Leaving NaN syntax unspecified does not prevent implementations from
putting NaNs to any use.

Many behaviors are left unspecified by R5RS, such as when operations
on exacts would produce results not representable as exacts; and
division by zero; and multiplication by exact zero; and syntax for
EOF.

 | You talked about a program writing a data base and then re-reading
 | it.  You said you wanted it to throw an error if it read a NaN.  If
 | you want to keep NaNs out of your data base, then surely a NaN that
 | is in the data base before writing is as dangerous as a NaN in the
 | data base after reading.  In that case, you have to arrange to keep
 | NaNs from ever entering the data base, so NaNs should never be
 | written, so NaNs should never appear be read.  So I would suggest
 | that your example is invalid.
 | 
 | Basically, signalling an error on reading a NaN might significantly
 | help when:
 | 
 | (a) Reading data written by another program.  Data written by a
 | human will have to be validated anyway.
 | 
 | (b) NaNs were valid or not dangerous in the writing program but
 | invalid or dangerous in the reading program.
 | 
 | Can you give me a real example that satisfies these constraints?

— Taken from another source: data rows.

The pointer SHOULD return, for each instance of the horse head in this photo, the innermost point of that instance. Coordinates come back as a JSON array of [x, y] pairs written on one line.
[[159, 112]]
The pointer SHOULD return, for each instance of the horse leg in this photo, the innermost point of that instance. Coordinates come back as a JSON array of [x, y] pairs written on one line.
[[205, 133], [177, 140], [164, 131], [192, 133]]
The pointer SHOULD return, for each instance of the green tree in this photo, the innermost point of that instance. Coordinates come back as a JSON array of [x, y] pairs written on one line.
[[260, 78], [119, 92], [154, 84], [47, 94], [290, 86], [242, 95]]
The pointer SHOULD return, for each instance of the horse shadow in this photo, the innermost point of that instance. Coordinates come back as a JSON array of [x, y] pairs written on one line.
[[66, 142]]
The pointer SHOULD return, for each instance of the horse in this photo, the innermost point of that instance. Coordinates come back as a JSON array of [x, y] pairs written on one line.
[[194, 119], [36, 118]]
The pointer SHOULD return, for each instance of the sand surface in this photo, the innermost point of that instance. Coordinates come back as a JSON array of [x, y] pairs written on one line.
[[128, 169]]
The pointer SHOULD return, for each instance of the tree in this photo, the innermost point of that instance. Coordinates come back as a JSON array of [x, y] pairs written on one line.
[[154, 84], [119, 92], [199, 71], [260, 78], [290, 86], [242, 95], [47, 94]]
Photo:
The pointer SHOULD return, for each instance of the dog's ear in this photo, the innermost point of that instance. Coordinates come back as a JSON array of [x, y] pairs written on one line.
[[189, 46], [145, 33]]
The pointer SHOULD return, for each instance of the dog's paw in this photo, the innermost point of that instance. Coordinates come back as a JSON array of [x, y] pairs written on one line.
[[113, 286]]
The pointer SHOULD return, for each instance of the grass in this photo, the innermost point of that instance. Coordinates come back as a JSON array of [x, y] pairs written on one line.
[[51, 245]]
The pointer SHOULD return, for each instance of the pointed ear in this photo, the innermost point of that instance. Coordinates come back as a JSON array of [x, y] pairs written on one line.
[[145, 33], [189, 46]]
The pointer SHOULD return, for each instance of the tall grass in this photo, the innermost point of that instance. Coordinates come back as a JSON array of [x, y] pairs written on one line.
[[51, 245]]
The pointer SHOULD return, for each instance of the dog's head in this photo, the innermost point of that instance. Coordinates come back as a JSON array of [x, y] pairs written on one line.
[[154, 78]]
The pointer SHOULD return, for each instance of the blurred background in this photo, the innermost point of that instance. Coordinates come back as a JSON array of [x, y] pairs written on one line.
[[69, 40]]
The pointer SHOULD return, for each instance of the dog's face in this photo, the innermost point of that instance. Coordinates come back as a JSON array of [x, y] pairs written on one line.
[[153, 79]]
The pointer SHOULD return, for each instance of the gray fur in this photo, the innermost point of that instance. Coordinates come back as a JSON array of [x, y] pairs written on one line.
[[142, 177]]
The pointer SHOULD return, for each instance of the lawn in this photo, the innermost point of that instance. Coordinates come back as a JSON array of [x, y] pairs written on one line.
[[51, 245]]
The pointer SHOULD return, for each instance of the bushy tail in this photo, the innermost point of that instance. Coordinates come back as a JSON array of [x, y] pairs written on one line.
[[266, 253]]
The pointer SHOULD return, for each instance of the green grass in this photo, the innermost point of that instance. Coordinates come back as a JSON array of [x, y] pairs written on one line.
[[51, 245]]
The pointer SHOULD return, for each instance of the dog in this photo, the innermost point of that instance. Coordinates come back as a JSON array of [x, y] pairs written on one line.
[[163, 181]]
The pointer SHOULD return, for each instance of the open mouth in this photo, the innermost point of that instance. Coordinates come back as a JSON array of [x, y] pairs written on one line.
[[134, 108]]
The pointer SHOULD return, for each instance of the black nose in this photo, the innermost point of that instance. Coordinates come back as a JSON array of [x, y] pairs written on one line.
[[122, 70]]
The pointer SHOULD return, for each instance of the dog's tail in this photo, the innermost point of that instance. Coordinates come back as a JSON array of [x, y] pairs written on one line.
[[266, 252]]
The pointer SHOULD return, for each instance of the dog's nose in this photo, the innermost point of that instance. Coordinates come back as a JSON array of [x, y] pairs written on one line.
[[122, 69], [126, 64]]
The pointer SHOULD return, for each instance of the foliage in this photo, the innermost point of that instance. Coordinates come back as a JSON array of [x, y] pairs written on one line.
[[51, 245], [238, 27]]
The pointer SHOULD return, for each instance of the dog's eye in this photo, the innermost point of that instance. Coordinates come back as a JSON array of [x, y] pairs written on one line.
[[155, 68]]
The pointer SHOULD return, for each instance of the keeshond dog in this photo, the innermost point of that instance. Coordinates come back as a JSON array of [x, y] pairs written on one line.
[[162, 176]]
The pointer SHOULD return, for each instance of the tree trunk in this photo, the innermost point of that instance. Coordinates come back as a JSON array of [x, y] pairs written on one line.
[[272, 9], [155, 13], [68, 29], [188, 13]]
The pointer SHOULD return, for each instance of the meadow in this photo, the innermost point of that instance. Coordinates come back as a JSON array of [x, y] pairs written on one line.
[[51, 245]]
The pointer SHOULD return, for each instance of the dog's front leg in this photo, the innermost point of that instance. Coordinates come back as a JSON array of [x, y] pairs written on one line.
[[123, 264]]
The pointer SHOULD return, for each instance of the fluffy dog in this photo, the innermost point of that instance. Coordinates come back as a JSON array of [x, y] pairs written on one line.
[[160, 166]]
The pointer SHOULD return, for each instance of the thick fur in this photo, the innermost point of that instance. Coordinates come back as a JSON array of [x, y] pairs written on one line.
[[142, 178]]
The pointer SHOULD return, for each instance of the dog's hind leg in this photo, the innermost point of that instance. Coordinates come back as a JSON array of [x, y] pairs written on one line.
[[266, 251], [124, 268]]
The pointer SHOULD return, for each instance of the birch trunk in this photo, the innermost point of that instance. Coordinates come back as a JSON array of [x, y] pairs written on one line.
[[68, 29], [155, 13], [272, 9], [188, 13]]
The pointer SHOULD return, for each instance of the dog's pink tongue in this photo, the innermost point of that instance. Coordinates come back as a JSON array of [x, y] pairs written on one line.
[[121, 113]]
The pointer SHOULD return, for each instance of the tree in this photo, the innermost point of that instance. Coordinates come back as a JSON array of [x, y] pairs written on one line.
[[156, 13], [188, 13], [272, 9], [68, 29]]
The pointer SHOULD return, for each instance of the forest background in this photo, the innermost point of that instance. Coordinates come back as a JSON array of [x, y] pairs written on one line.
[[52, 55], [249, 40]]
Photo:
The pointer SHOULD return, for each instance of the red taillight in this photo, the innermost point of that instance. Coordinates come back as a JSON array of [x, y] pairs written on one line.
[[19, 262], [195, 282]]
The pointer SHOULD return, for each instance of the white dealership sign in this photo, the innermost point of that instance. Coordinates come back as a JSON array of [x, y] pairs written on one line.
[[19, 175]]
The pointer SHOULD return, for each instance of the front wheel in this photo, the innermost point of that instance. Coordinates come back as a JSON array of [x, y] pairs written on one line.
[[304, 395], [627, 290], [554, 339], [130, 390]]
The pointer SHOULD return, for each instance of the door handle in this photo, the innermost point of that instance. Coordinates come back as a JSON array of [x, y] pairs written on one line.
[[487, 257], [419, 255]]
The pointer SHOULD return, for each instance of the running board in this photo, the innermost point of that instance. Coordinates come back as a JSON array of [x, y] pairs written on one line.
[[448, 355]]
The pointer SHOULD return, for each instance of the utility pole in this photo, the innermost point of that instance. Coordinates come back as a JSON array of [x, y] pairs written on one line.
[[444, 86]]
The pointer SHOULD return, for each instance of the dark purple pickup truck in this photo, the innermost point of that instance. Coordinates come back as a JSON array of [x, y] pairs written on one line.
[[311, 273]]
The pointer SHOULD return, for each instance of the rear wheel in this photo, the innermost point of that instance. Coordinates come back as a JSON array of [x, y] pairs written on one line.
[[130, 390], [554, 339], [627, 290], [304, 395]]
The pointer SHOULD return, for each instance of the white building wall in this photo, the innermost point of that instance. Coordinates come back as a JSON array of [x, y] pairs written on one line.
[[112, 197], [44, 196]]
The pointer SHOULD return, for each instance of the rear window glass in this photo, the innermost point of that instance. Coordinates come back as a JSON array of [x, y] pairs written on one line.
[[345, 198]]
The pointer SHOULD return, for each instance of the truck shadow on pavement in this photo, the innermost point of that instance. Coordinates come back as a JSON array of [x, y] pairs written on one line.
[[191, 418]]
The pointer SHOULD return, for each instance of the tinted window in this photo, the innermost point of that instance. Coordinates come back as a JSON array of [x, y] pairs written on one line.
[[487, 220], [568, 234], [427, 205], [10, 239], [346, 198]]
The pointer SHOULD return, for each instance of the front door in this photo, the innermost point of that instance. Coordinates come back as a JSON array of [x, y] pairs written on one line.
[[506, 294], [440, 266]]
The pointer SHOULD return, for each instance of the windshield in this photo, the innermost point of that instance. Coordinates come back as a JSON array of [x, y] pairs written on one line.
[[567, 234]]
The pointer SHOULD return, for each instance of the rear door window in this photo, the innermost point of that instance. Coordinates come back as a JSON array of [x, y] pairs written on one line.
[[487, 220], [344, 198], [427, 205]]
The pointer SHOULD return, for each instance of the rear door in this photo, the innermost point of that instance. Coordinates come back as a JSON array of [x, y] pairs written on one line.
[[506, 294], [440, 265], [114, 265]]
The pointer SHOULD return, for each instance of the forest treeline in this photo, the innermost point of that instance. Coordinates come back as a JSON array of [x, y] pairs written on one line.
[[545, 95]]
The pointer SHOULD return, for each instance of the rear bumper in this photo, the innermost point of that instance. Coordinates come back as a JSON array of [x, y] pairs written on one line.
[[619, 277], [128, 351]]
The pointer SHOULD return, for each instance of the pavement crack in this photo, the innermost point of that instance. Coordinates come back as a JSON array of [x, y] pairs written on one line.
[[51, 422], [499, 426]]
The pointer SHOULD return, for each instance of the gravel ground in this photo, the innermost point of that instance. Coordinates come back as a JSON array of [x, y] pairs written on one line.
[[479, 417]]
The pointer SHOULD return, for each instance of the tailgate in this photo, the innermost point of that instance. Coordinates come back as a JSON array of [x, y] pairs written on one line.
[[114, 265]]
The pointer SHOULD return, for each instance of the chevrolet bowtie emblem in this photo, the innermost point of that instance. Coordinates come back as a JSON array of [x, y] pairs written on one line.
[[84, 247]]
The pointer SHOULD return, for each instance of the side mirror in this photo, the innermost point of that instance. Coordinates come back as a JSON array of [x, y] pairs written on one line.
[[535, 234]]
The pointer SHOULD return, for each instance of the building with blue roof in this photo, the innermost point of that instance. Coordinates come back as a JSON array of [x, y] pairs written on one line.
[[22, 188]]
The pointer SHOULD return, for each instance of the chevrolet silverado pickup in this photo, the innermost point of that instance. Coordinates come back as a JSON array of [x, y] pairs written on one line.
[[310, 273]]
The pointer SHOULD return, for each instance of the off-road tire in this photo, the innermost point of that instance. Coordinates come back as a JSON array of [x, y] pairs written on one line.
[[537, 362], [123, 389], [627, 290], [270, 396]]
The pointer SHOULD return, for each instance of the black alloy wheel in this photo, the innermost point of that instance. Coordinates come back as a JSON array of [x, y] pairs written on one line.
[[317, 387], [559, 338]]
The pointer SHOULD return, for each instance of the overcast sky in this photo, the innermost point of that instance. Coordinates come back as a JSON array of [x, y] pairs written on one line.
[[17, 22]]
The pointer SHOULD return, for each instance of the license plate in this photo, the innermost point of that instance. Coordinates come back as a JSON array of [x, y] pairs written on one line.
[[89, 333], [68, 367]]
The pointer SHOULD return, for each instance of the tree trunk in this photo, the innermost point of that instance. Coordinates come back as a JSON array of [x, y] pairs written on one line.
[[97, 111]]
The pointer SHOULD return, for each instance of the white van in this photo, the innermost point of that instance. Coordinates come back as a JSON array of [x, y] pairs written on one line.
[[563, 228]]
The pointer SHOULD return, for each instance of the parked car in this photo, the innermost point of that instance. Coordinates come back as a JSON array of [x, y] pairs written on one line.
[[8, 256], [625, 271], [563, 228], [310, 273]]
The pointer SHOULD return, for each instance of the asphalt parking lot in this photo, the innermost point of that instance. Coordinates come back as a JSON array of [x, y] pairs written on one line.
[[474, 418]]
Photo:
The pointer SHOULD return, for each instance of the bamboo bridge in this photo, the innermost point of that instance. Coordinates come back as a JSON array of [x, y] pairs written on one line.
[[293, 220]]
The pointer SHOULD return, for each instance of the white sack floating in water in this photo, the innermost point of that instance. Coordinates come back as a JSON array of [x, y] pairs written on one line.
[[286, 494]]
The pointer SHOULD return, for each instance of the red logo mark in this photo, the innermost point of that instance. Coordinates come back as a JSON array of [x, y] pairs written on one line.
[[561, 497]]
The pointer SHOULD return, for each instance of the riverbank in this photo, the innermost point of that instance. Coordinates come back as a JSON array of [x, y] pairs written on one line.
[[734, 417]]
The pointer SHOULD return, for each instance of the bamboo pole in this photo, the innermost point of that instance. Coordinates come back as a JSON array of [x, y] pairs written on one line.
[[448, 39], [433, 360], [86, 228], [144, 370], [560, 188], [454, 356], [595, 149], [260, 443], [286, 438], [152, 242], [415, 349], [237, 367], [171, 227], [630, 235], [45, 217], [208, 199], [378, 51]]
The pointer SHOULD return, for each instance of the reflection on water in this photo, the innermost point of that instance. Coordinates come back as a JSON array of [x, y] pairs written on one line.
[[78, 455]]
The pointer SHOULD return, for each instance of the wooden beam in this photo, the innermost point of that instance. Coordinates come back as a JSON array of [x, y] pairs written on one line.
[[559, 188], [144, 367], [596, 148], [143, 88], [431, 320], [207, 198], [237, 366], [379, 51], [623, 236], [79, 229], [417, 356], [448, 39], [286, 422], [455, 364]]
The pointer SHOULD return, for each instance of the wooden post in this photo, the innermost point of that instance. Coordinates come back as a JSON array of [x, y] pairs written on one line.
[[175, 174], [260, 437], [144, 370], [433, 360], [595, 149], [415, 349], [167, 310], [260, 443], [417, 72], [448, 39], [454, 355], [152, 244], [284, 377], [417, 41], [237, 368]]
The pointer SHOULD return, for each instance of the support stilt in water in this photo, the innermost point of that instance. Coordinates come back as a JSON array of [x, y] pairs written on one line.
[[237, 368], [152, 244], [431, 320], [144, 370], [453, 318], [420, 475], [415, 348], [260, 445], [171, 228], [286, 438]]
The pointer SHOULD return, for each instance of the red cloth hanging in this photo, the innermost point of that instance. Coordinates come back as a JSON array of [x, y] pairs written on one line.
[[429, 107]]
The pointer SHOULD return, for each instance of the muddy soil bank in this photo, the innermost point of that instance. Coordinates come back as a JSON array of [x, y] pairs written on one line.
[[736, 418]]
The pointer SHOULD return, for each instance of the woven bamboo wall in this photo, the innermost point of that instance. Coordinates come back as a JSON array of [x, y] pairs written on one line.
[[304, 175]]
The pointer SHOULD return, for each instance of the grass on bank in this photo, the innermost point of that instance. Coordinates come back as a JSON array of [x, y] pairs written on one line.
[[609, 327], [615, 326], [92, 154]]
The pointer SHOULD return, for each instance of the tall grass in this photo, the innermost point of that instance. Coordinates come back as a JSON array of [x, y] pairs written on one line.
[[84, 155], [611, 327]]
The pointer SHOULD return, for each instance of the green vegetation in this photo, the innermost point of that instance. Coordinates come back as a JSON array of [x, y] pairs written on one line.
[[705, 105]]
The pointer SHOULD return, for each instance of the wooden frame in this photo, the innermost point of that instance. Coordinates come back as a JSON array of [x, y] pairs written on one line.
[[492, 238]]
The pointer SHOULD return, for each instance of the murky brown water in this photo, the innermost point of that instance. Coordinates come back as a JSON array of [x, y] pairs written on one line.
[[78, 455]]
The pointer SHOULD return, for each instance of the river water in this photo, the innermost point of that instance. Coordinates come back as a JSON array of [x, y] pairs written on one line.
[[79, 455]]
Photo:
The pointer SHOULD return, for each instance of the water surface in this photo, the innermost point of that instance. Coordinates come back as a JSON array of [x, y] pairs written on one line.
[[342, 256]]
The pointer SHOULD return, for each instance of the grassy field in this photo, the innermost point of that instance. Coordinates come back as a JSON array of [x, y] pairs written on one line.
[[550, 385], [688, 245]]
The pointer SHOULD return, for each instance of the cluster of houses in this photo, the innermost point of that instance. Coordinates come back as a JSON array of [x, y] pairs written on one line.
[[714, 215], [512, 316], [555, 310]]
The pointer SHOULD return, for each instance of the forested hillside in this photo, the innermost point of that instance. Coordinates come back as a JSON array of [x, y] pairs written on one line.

Suppose we read data from a spectrometer, then compute the average of
each pair of adjacent values and write it out.  None of the values
should be infinite.  But if somehow a positive infinity and a negative
infinity were adjacent, the average would be a NaN, which would be
written out.

The probability of this happening is so remote that writing checks for
it borders on lunacy.  But stuff does happen -- I would like my
implementation to choke when reading those NaNs.